New Torchwood!

Jul 03, 2009 09:43

BBC Radio 4 is currently broadcasting Torchwood radio plays (three all in all), which non-Brits like yours truly can download here until July 7th. Having listened to the first two, here are my reviews:



Asylum guest stars PC Andy and has a lot of Gwen and Andy interaction, and comparatively little Jack and Ianto, which I'm fine with (of the surviving three Torchwood regulars, I love Gwen best, and Andy character exploration is something I've been hoping to see/hear), but which probably won't please the target audience. Which isn't to say, Ianto fans, that there is no Ianto at all, or that he doesn't get any important scenes. What does strike me about this play, as well as last year's radio play Lost Souls and the later Golden Age, which are all different from each other, is that the relationship you actually get a good sense and exploration of as far as Mr. Jones is concerned isn't Jack/Ianto (which is just sort of there), but Ianto & Gwen. Contrary to what a lot of fanfic suppositions, it's Team Wales ganging up on the boss all the way, with Gwen and Ianto getting comrades-in-arms/banter/emotional support type of scenes which makes theirs the relationship I'm actually interested in among the three remaining regulars. Considering that the Torchwood scenes in the Doctor Who s4 finale also had Gwen and Ianto on the one hand and Jack on the other, I wonder whether this is how the tv version will go as well...

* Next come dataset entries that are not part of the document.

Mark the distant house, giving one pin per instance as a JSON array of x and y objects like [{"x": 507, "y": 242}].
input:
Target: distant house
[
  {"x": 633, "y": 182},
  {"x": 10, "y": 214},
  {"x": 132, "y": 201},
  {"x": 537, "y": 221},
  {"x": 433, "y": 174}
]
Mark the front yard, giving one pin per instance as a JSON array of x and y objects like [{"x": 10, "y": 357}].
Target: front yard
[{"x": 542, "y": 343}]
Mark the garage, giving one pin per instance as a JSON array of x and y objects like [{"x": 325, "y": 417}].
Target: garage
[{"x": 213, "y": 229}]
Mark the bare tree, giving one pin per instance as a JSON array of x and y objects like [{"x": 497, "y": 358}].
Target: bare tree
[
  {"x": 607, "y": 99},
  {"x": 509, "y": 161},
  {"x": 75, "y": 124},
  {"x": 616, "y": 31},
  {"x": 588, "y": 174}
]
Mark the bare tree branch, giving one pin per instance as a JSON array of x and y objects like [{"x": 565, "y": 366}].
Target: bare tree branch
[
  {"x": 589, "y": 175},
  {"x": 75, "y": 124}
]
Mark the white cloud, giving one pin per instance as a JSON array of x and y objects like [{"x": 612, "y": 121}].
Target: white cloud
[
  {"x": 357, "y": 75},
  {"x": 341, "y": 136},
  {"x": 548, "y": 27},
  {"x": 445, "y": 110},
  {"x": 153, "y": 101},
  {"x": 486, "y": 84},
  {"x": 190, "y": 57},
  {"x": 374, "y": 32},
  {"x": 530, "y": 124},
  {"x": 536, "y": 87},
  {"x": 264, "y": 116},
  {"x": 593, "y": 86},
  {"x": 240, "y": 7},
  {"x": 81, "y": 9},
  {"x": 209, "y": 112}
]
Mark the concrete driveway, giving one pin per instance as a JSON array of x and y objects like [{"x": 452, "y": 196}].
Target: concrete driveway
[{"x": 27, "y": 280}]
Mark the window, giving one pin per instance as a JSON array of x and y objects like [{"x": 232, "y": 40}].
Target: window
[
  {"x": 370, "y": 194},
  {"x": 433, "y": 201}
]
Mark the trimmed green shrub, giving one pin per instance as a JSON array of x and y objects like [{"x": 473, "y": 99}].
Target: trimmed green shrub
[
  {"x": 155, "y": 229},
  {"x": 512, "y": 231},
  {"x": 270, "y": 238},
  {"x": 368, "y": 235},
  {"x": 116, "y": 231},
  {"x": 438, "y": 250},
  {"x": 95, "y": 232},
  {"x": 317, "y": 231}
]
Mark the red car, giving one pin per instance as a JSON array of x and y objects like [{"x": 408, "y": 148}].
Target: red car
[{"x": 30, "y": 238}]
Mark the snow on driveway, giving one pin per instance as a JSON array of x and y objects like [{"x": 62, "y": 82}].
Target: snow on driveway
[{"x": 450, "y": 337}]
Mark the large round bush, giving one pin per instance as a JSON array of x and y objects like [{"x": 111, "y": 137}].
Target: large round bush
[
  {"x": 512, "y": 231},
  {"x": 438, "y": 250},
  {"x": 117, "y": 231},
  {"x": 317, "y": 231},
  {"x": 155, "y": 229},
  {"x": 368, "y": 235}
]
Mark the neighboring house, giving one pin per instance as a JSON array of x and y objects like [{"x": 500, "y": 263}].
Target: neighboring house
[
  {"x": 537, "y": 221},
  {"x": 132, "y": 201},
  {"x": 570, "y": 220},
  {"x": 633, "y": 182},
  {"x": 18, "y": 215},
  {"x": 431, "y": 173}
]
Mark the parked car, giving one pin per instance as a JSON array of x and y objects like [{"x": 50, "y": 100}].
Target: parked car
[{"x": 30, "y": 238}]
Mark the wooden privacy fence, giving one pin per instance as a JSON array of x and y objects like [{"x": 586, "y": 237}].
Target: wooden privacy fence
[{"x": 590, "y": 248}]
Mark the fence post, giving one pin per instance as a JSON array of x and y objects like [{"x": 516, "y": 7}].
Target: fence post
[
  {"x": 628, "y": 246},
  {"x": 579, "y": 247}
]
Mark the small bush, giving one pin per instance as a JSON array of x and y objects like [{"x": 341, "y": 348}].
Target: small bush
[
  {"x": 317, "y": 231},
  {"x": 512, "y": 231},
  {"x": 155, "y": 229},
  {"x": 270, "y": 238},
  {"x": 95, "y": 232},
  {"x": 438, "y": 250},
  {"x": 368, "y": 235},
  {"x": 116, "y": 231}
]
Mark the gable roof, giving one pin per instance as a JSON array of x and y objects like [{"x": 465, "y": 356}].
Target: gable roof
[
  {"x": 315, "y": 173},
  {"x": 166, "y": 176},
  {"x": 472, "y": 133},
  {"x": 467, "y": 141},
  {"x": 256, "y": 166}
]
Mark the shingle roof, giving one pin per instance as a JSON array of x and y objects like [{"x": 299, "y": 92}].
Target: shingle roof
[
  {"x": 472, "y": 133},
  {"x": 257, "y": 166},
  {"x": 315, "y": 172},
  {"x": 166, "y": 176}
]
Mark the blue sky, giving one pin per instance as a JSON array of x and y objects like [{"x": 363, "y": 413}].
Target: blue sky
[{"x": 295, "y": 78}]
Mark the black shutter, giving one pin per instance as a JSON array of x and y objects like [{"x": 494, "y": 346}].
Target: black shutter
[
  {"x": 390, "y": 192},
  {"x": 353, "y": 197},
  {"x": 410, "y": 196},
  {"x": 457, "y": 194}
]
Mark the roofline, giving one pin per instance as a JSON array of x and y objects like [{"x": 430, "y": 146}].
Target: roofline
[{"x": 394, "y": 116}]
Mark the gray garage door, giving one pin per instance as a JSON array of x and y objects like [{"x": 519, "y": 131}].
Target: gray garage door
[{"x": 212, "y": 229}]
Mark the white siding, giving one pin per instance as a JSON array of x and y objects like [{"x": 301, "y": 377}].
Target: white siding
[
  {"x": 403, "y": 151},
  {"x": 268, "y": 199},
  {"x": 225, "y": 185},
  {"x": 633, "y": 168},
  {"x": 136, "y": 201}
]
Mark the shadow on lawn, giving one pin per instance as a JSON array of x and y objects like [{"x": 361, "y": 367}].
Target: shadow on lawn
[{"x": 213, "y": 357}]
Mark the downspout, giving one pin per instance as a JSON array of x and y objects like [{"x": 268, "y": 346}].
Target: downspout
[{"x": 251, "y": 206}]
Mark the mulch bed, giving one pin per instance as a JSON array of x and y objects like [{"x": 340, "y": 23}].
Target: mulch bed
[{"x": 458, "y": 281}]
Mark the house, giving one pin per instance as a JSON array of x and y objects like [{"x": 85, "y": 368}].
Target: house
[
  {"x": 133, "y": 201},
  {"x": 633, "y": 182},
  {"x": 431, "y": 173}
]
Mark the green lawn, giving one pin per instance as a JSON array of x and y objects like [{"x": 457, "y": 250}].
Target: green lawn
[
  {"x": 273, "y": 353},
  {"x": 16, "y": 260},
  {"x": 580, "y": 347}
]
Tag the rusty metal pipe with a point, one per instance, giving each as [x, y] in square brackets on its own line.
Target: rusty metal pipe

Asylum has a lot in common with s2's second episode: it's actually the story of the guest character (Frieda in this case, Beth in the tv episode), a sympathetic female alien (well, half-alien) at first unaware of her true nature, and Jack comes across as disturbingly ruthless. As opposed to the tv episode, however, Frieda survives, and as mentioned Team Wales, i.e. Gwen and Ianto, gang up on Jack and override him, starting a Torchwood asylum policy for aliens. In another parallel to the second season, in this case the episode Adrift, Andy functions as a foil to Gwen, showing her as somewhere between her old attitude and the TW one, and grounding her. (For those of us keeping score with Torchwood's liberal use of retcon - the very element that makes suspension of disbelief at "Jack gets indignant about Donna's fate" stories impossible for me - Jack is all for just dosing both Andy and Frieda; Gwen offers it to Frieda as an option but explains first and accepts when Frieda says no, and doesn't even consider it for Andy.) Pacing-wise, the play could do with some improvements. It's an okay story, neither bad nor really good, but with some excellent individual scenes.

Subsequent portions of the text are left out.